Still trying not to be angry.

I'm still frustrated over people.  Total strangers whom I would never meet in real life, but who, through words or pictures or illustrations or whatever, have impacted my life.  And not in a good way.

I guess my problem is that I just don't understand.  One can claim ignorance, I suppose, but sometimes that feels like a cop-out.  If you are going to make a public statement of one kind or another, one that you know will most likely be highly controversial (and I'm sorry, but you cannot tell me that you didn't know that making a statement regarding abortion, or drawing a picture involving a birth defect is not going to be controversial...), wouldn't you take the time to educate yourself about it first?  I mean, really?

I don't make what I consider controversial statements on here.  But even the statements I do make, come from information that I gathered, either through the course of our own personal experience with cleft, or by my own research as I search for answers to my questions.  I don't pull things out of my hat, or left field, or make things totally up and expect people to not question why I said what I did or did what I did.  I hope that makes sense. 
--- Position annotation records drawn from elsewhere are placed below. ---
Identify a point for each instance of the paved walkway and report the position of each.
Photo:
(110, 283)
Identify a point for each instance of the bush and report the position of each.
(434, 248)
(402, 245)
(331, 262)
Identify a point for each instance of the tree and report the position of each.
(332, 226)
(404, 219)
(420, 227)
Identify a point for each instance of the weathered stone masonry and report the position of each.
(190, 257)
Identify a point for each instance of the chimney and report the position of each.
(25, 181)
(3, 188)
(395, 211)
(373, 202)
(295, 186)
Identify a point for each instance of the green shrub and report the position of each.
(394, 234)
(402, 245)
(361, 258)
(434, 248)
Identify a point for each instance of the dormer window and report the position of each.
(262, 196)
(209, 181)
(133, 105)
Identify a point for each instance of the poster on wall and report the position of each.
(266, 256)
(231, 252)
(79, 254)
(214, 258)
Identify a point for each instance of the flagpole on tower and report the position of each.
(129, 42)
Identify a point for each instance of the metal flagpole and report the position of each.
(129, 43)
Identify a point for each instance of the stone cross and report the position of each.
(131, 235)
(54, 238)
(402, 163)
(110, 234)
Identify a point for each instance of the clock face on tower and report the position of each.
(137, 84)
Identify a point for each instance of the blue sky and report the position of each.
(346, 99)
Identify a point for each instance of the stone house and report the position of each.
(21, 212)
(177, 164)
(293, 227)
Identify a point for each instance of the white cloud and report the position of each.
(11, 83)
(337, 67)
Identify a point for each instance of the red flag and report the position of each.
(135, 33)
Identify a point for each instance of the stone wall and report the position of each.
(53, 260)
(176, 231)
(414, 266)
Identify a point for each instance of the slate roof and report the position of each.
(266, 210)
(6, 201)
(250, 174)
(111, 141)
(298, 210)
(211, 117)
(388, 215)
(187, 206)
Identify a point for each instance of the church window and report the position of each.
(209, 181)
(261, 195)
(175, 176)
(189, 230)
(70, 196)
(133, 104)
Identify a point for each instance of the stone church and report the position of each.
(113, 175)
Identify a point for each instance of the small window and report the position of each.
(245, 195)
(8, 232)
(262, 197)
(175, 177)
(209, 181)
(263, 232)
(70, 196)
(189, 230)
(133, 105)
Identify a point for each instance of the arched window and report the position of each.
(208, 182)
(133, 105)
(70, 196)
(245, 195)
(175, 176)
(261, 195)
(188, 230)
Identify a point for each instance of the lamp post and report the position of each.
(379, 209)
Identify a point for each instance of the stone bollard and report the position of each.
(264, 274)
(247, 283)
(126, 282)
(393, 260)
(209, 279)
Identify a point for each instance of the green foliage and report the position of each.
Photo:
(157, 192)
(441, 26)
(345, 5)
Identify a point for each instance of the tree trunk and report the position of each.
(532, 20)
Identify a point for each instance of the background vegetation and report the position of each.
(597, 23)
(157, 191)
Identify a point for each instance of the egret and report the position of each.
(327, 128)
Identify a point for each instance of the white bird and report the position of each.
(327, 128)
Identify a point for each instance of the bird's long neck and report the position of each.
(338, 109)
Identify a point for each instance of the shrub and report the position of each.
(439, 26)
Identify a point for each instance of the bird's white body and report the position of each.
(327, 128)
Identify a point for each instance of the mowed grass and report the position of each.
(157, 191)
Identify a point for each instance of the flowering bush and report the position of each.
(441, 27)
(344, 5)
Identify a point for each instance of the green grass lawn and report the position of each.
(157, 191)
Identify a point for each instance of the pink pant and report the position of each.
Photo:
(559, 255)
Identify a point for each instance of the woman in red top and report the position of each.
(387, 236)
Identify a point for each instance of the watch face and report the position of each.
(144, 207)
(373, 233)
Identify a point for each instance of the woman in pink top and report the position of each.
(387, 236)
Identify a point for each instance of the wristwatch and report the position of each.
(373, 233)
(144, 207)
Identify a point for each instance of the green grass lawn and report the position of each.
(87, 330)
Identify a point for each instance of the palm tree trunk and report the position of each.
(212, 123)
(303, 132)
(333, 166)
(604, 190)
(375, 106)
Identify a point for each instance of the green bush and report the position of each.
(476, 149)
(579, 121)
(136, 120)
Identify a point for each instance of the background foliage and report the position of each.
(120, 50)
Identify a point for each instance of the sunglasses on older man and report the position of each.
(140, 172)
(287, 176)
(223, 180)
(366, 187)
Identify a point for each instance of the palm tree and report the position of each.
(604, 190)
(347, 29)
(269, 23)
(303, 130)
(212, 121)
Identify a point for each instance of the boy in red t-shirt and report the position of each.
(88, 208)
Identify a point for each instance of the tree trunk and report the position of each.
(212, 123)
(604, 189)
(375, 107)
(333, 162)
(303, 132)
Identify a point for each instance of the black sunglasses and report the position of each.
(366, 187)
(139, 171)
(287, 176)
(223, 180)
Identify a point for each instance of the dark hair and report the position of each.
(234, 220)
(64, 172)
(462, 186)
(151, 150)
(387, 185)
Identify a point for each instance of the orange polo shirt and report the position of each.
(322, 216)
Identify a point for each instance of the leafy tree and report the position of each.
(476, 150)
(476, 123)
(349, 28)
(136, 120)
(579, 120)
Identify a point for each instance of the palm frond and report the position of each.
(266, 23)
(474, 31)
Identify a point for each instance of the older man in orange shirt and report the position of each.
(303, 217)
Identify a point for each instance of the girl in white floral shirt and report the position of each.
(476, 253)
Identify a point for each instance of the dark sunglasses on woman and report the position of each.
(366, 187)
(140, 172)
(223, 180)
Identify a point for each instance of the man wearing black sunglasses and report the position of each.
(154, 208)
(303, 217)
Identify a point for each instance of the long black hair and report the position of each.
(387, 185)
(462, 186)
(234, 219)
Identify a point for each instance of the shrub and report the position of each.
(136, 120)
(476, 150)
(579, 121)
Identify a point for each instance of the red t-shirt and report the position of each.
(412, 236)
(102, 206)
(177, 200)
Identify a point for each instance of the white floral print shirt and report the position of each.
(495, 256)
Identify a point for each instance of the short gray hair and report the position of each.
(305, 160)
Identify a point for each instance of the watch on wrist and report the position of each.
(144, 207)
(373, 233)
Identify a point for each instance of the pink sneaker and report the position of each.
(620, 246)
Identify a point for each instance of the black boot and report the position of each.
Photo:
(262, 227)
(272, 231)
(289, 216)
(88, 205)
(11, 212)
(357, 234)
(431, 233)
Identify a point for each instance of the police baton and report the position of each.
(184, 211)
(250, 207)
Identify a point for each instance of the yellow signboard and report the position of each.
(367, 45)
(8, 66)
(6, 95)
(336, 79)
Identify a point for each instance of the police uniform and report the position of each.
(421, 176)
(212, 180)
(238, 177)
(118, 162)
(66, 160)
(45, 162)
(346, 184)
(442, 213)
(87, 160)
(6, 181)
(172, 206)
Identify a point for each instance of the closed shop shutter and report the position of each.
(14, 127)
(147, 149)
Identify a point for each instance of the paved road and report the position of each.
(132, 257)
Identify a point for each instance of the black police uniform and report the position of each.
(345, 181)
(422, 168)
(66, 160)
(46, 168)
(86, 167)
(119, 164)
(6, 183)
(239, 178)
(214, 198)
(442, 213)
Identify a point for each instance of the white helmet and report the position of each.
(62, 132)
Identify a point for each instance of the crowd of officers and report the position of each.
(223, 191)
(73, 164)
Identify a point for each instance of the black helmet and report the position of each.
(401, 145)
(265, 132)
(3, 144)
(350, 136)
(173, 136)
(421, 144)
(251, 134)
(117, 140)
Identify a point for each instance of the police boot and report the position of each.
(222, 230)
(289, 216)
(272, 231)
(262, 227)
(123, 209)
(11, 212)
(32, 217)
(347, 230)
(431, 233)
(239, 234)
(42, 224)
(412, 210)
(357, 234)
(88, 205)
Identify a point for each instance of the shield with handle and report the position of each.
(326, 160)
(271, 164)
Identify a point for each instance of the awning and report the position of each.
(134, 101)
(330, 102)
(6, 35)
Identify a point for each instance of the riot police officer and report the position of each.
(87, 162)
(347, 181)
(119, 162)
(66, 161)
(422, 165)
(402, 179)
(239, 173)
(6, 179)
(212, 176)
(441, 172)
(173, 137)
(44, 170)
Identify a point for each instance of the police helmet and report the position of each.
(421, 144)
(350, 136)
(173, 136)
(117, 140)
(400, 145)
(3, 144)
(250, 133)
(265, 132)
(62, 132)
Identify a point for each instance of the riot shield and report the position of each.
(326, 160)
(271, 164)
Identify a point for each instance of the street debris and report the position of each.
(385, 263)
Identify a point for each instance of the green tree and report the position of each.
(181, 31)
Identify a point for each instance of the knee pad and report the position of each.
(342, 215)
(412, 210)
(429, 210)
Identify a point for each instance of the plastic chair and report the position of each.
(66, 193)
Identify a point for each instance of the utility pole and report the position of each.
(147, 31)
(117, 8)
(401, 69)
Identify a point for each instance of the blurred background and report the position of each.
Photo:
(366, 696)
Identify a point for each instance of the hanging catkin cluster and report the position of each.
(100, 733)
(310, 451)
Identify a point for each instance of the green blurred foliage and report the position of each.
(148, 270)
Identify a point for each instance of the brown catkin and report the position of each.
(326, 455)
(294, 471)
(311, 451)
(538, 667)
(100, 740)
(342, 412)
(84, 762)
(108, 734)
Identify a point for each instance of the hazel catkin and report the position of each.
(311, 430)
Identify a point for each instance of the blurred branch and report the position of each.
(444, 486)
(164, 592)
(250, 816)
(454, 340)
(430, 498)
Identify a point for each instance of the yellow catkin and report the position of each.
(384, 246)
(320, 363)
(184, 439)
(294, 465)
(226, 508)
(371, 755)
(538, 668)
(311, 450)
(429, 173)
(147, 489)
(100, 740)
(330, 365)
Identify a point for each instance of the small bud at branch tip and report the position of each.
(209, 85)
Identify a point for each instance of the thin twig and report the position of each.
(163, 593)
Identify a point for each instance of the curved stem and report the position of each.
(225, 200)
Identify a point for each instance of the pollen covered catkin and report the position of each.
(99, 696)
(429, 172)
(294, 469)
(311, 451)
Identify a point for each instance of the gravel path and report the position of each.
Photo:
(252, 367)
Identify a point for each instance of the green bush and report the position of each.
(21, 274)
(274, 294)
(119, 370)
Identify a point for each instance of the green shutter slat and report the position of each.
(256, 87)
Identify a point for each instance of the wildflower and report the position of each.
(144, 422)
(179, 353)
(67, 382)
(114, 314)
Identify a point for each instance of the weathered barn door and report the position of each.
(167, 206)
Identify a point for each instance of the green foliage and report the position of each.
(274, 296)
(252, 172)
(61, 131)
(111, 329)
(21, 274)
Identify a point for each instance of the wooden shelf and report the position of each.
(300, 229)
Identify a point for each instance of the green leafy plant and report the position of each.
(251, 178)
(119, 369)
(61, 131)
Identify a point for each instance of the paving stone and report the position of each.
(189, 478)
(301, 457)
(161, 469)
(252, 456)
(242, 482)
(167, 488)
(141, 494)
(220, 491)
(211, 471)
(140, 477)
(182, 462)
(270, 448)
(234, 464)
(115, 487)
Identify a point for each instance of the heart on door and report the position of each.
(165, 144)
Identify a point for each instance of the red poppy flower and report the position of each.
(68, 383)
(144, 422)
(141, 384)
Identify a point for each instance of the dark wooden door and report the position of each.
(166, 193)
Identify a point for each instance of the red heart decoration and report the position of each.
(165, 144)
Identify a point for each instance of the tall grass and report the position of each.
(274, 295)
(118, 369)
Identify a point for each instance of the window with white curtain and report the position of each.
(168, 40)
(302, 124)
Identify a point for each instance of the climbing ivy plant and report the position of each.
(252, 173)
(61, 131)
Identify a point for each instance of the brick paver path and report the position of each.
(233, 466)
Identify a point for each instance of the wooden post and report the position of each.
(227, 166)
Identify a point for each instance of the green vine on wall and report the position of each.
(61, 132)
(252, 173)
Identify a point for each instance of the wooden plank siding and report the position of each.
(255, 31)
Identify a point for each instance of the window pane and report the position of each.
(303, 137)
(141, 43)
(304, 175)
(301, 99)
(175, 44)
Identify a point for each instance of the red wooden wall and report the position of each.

Perhaps the truth is that really I am just hurt.  My daughter is PERFECT.  She is exactly the way that she was meant to be.  It may not be the way I imagined she would be.  It may not be the "perfect" that most people would expect.  But she is perfect.  Now that we are (nearly) three years in to this journey, I just can't imagine her any other way.  She wouldn't be my Little Miss Sunshine.  It took me a very, very, very long time (nearly three years!) to reach this point.  I, out of all of our family probably, had a very hard time accepting and adjusting to the idea of her cleft.  I'm not really sure what that was.  I imagine it probably had a lot to do with not knowing about it until she was born.  I'm a planner.  I always have been.  And I had a plan for this little girl.  And when she came, that plan got thrown right out the window.  Because that plan would not work for her.  And I just had a very hard time dealing with that.  It really messed up my whole world.  For a long time, I felt like a bad mom for feeling that way.  I felt like something in ME must be really messed up to feel angry, and sad, and a whole host of other emotions.  I felt guilty.  I know now that those are normal feelings.  It is normal to feel a loss when your child is born with a defect of some kind.  Because you plan for one thing.  And you get another.  And it takes time to make up a new plan.  And you need time to let go of the old one.  It's NORMAL.  So maybe I'm hurt by the fact that these people don't even take that pain into consideration.  That they don't see my daughter as perfect, as a gift, the way I do.  Instead, they see her as a punishment.  Or a joke.  A caricature.  But the truth is:  She is none of those things.  She is just my daughter.  My perfectly beautiful, perfectly funny, perfectly cute, perfectly crazy, perfectly spoiled, perfectly loving, perfectly perfect little girl.  I just wish that those people would take the time to see her that way, the way I do.